2019-05-24 08:40:29.232 UTC [grpc] newHTTP2Transport -> DEBU 17a grpc: Server.Serve failed to create ServerTransport: connection error: desc = "transport: http2Server.HandleStreams failed to receive the preface from client: EOF
2019-05-24 08:42:28.023 UTC [grpc] newHTTP2Transport -> DEBU 17b grpc: Server.Serve failed to create ServerTransport: connection error: desc = "transport: http2Server.HandleStreams failed to receive the preface from client: read tcp 10.50.131.94:7050->10.50.131.97:36244: read: connection reset by peer"
I am facing the same issue but I can figure out why. 


Jean-Gaël Dominé <jgdomine@...>
 

It was explained in my post https://lists.hyperledger.org/g/fabric/message/6783 I think.

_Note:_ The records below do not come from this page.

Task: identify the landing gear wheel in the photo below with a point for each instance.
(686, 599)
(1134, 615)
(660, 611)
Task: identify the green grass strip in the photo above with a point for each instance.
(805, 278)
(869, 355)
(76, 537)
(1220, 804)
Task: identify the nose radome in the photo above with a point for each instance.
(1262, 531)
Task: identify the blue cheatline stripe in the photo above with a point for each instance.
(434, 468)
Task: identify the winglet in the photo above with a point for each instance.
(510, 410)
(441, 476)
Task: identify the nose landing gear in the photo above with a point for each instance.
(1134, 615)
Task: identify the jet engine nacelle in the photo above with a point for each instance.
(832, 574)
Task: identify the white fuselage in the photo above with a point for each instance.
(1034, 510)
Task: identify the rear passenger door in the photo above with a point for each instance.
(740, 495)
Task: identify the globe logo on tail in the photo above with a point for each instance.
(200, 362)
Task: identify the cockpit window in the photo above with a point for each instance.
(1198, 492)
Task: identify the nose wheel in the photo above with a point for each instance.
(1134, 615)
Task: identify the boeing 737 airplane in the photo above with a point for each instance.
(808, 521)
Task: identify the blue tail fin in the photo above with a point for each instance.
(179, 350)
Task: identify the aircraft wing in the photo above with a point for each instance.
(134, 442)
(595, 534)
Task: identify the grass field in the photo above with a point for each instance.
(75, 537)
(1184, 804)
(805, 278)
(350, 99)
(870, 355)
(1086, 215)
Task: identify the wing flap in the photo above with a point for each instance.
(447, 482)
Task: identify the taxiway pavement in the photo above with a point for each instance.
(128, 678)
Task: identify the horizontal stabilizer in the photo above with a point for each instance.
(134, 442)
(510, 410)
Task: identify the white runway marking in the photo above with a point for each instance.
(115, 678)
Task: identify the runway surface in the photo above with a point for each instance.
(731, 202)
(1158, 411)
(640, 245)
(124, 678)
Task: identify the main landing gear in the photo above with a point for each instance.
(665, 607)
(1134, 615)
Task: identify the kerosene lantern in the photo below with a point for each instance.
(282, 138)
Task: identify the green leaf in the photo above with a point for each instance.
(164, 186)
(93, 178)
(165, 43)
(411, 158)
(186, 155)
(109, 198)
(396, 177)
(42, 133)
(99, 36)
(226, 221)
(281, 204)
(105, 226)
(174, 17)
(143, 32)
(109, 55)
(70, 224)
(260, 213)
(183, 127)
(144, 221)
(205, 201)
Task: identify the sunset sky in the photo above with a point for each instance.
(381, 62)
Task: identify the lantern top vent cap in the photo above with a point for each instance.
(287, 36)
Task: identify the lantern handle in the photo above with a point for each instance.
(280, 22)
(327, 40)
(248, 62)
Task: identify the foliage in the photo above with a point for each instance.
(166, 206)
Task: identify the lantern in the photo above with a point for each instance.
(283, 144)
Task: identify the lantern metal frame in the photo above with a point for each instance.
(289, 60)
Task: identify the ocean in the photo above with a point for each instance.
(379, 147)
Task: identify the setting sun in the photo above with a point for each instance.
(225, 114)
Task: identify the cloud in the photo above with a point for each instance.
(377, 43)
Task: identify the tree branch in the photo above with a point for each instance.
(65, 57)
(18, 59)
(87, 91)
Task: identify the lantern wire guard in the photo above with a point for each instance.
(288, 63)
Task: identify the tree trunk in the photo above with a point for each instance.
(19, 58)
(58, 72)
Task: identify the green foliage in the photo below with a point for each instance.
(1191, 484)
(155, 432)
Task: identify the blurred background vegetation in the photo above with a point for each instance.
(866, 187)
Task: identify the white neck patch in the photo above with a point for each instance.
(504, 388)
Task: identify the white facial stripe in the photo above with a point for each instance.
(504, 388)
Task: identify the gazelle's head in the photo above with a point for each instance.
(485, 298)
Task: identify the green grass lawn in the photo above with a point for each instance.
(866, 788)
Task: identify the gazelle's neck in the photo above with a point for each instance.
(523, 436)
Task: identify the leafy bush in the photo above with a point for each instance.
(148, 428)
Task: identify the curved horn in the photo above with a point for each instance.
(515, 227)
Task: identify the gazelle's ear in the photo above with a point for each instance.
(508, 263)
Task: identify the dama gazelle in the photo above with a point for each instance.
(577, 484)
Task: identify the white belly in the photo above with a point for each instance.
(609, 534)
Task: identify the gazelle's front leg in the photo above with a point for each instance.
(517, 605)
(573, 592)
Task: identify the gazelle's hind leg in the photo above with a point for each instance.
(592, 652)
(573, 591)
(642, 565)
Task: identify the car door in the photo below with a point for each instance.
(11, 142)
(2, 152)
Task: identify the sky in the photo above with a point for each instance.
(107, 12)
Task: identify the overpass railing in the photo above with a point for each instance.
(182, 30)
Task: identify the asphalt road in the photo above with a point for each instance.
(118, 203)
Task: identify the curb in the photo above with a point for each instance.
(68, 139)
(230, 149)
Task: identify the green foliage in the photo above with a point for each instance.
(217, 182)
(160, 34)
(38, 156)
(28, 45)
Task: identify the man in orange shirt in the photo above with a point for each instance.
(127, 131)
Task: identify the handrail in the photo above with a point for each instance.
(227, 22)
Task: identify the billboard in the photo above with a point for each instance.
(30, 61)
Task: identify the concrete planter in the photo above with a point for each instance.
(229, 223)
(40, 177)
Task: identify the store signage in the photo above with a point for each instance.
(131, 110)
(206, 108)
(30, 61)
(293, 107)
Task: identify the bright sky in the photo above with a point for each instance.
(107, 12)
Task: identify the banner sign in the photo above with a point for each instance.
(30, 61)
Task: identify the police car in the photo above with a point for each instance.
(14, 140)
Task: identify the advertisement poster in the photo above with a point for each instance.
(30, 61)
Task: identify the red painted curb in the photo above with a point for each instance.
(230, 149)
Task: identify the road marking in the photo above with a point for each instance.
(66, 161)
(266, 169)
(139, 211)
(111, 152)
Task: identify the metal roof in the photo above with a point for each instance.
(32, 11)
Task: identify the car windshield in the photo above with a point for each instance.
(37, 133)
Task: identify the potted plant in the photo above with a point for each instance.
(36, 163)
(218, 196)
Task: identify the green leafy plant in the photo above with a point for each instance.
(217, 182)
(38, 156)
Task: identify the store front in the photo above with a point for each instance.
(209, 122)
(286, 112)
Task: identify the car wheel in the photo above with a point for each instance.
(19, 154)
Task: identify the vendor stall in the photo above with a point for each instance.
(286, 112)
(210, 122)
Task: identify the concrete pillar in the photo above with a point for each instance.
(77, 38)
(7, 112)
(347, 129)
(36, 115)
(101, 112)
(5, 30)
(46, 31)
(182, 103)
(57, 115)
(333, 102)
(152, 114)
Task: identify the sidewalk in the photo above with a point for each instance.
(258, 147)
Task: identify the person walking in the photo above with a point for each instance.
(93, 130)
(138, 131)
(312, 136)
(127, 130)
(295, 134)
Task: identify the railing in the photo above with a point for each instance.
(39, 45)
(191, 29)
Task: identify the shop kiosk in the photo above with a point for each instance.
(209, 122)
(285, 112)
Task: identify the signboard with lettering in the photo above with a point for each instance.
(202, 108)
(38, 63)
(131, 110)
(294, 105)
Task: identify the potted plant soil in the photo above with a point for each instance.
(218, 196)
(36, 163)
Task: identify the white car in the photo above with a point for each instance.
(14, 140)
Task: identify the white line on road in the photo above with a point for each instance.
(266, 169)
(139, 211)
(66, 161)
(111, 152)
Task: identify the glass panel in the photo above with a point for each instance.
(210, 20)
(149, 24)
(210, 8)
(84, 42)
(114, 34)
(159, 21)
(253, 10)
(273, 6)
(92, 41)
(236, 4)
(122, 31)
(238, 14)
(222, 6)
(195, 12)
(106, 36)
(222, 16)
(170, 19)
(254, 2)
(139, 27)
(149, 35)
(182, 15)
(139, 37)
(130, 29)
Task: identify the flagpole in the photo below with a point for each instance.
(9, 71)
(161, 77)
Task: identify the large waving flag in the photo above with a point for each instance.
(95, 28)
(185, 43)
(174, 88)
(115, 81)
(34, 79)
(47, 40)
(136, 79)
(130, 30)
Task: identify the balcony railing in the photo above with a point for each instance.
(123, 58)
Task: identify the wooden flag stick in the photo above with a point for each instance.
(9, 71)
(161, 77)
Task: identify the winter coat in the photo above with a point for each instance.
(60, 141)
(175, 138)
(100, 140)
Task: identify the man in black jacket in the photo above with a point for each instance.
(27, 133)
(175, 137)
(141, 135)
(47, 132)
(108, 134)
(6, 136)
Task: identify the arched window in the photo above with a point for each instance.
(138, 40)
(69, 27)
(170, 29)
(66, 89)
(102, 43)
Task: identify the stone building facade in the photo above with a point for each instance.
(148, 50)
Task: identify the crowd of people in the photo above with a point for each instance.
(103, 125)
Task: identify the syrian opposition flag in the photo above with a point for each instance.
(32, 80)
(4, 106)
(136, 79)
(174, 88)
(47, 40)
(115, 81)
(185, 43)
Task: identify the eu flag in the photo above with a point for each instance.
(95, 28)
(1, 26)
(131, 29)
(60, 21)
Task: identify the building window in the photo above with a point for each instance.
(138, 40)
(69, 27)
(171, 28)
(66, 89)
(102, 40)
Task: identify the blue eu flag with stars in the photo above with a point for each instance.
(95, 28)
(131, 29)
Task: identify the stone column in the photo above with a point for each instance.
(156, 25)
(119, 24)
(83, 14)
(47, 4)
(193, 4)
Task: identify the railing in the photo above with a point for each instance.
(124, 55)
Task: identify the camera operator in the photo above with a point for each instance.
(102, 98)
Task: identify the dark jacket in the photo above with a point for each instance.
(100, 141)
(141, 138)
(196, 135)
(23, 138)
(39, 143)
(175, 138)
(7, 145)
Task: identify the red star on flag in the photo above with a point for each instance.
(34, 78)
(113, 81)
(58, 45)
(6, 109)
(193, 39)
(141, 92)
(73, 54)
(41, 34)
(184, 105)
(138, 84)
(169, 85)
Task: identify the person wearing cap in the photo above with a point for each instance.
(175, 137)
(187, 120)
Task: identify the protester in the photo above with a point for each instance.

The problem comes from the fact that the common name of the certificates issued by the CA is the login you give on the enroll command. For example, my peer is name peer0-afkl and my enroll command looks like this (helm syntax with variables):
fabric-ca-client enroll --enrollment.profile tls -m {{ .name }}-{{ $root.Values.network.ordererOrganization.domain }} --csr.hosts {{ .subjectAlternativeName }} \
-u $PROTOCOL://{{ .login }}:{{ .password }}@$CA_URL \
-M ./crypto-config/ordererOrganizations/{{ $root.Values.network.ordererOrganization.domain }}/{{ .name }}-{{ $root.Values.network.ordererOrganization.domain }}/tls $TLS_OPTION

Basically my .login variable was set to peer0 and I realized that the common name was set to peer0. So when the TLS communication was set up, I got errors because the component peer0-afkl had a certificate that did not match its name. That is why I got the error. I then added the --csr.hosts option so that peer0-afkl was added as a SAN DNS name. This solved this issue.

You can also use the same value for the login and the peer's name but I don't know which approach is the cleaner.

Hope it helps

My workaround was to overwrite the SAN using the --csr.hosts option of the fabric-ca-client command.